A knowledge of a morphological variation of the left vertebral artery is considerably important for all diagnostic and surgical procedures such as vascular angiographies and arterial dissection as well as all non-invasive procedures in the head and neck region.22 Anomalous Vertebral Artery origin also represents a potential pitfall in diagnostic cerebrovascular injury.23 An incomplete knowledge can result in complications. The extracranial portion of Vertebral Artery is frequently affected from atherosclerosis11 and according to Fischer et al.,24 the most common site of the resultant stenosis is at its origin from subclavian artery. According to Bernardi & Detori25 the unusual origin of the Vertebral Artery ‘‘may favor cerebral disorders because of alterations in the cerebral haemodynamics’’. According to the literature, most patients with morphological variation of the left vertebral artery are clinically asymptomatic. Though the overall occurrence of anomalous origin of prevertebral segment of vertebral artery is low, it is of clinical importance to identify the origin and course of the prevertebral segment of the vertebral artery in detail so as to prevent complications.16 Preceding any medical procedures it is vital to gauge vascularisation of the region. The most significant benefit of detecting potential left vertebral artery origin variants is diagnostic improvements before vascular surgeries of supra aortic arteries. The knowledge is essential for planning aortic arch surgery or endovascular interventions.22 It is also of great consequence for assessing vertebro-basilar insufficiency thought to be due to atherosclerosis, and during cannulation of vertebral artery for endovascular procedures. Vitte et al.26 stressed to keep the variant origin of vertebral artery in mind during its manual compression which is used routinely for positional haemodynamic vertebro-basilar insufficiency.

Conclusion

In approximately 6% of the population the left vertebral artery arises from the arch of aorta, usually between left common carotid and left subclavian artery. The left vertebral artery usually enters the sixth cervical foramina transversaria (88%), It occurs due to persistence of the left sixth dorsal intersegmental artery as the first part of vertebral artery, hence the aortic origin. A variant origin of vertebral artery of this kind may favor cerebral disorders because of alterations in cerebral haemodynamics. It is important to be aware of this rare variation in the origin and course of left vertebral artery as it might have serious implication in surgical and angiographic procedures.
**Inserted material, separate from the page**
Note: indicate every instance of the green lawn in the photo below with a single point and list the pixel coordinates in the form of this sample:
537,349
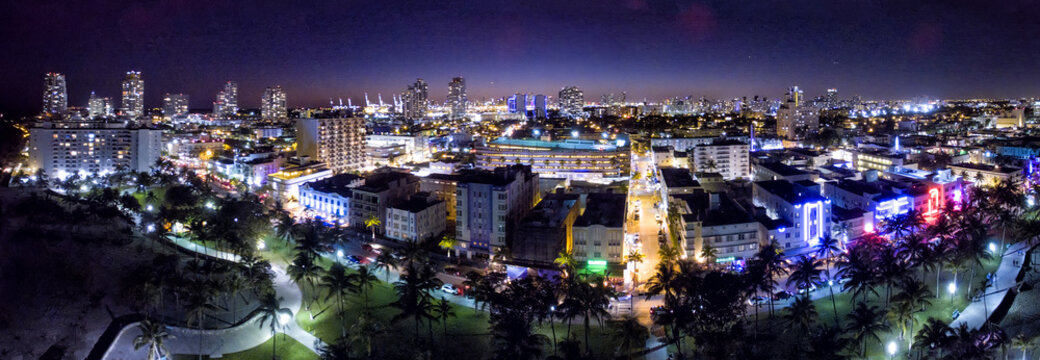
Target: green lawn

The knowledge is necessary and beneficial for planning aortic arch surgery or endovascular interventions.

Authors’ contributions

SPS drafted the manuscript, performed the literature review & SR assisted with writing the paper.

Acknowledgements

Authors are thankful to Dean Dr. Vinayak Sabnis Sir for his support and encouragement. Authors are also thankful to Mr. M. Murugan for his help. Authors also acknowledge the immense help received from the scholars whose articles are cited and included in references of this manuscript. The authors are also grateful to authors/editors/publishers of all those articles, journals and books from where the literature for this article has been reviewed and discussed.

Conflict of interest

Author declares that there is no conflict of interest.